Damages: What Was Awarded
The Court awarded the full $119,595.75 in repair costs. The defendant questioned certain line items in submissions, such as landscaping, a garage slab, and a garage window, but these were never challenged in cross-examination, leaving the Court no evidentiary basis for a reduction. Submissions alone were insufficient. If you are managing litigation arising from a real estate file, this is a pointed reminder that damages must be tested in evidence, not just argument.
The plaintiff’s insurance recovery of $15,594.88 did not reduce the award. The Court applied the private insurance exception (the Bradburn rule), consistent with the Court of Appeal’s approach in Krawchuk. General damages for mental stress and inconvenience were set at $10,000, which was well below the $100,000 sought, due to the absence of medical or therapeutic evidence. The plaintiff’s elderly mother, who also endured the disruption, was not a party and therefore could not ground a larger award.
Punitive damages of $100,000 were declined. The Court acknowledged that some deterrent value might justify an award in principle, but found the defendant’s conduct, while negligent and misleading, did not rise to the level of exceptional or abhorrent behaviour that punitive damages are reserved for.
Key Takeaways for Transactional Practitioners
MLS representations are legally significant. The defendant reviewed, initialled, and signed the MLS data entry form. Those marketing statements became part of the evidentiary record and contributed directly to the misrepresentation finding. Advise vendor clients that listing descriptions carry legal weight.
Survival clauses have real consequences. The express survival language in the agreement and the closing warranty kept the claim alive after title transferred. Vendor-side practitioners should ensure clients understand that agreeing to survival provisions preserves purchaser claims well beyond the date of closing.

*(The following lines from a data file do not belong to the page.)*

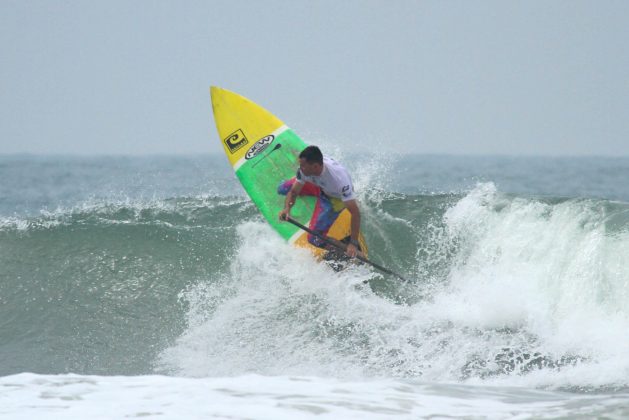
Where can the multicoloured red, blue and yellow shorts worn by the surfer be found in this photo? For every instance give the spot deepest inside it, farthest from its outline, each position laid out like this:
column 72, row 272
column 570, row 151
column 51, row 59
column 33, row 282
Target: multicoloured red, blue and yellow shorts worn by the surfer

Wilful blindness is enough. The Court found liability even without proof of active intent to deceive. A vendor who closes their eyes to deficiencies they could not reasonably have missed does not escape liability.
Cross-examine on damages, or accept them. Defence counsel’s failure to challenge specific repair invoices in cross-examination meant there was no evidentiary record to support any reduction. Raising concerns only in closing submissions was not enough.
Conclusion
Austin v. MacFarlane illustrates how latent defect liability can arise without proof of outright fraud. The documents produced in a real estate transaction, such as the listing, the agreement, and the closing warranty, are not mere formalities. They create a legal framework that can survive closing and ground substantial claims long after the keys change hands. Ensuring your vendor clients understand their representations, and that survival language is used deliberately and with full awareness of its consequences, is part of sound real estate practice.